"Whenever I read about someone I find fascinating, I can't help but imagine scenes from their life in comic strip form," says the Seattle-based cartoonist Peter Bagge, who continues his three-part biography of the Canadian journalist and critic Isabel Paterson on page 52. Bagge, 52, has been creating comics for 30 years and contributing to reason for a decade. He sees a connection between libertarians and the comics industry. "We seem to be less of a minority than in most professions," he says. "Unfortunately, like most artistic professions, comics are still dominated by infantile communists."

With "Public Employees vs. the Public Will" (page 82), columnist Tim Cavanaugh returns to reason's staff as a senior editor, a position in which he will focus on California's dysfunctional politics with an emphasis on the power of public-sector unions. Cavanaugh, 43, lives in Los Angeles, where he recently sold his first screenplay. He has never been in a union himself, but as a teenager he tried to organize a group of beach lifeguards. The idea, he says, was that "we'd all be able to sit on the beach, do nothing, and get paid a lot. I was totally on board with that."

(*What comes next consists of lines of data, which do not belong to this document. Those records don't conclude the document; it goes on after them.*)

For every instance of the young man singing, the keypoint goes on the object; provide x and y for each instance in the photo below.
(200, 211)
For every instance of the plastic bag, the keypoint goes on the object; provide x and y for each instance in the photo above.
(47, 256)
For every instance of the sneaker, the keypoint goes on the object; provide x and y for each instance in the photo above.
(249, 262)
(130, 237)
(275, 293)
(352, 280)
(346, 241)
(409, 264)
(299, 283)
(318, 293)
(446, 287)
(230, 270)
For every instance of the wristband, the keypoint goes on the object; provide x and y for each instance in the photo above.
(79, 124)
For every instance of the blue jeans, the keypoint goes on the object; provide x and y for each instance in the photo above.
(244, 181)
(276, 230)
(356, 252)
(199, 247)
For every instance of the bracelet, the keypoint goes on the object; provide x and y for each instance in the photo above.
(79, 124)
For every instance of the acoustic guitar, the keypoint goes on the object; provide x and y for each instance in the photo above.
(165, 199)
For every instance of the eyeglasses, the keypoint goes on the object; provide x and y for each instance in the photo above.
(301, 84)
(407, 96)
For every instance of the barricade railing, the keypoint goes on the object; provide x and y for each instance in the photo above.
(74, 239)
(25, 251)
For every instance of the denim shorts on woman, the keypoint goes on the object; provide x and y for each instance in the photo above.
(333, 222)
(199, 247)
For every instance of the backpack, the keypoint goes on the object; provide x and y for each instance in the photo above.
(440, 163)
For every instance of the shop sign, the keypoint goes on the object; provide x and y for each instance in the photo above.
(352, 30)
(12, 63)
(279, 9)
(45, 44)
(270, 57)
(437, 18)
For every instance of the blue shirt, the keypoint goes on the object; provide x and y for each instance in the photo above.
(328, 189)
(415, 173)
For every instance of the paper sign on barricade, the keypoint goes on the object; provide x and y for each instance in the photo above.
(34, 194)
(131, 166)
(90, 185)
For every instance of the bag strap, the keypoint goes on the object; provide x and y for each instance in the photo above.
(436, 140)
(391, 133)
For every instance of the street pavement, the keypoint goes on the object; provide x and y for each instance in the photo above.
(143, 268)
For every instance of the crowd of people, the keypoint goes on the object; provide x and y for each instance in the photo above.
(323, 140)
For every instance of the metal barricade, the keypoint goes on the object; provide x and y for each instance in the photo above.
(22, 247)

Jesse Kline's duties as reason's Burton C. Gray Memorial Intern have included transcribing Drew Carey and Nick Gillespie's attempt to present libertarian ideas to a skeptical Cleveland City Council (page 34). Kline, 29, recently received a master's degree in journalism from the University of British Columbia in Vancouver. He previously interned at The Western Standard, a right-of-center Canadian political magazine, where he looked into online privacy legislation and "ways that people can surf the Internet without the government tracking them." Born and raised in Calgary, Alberta, Kline says there's one thing he likes better about the U.S.: "Beer is a lot cheaper."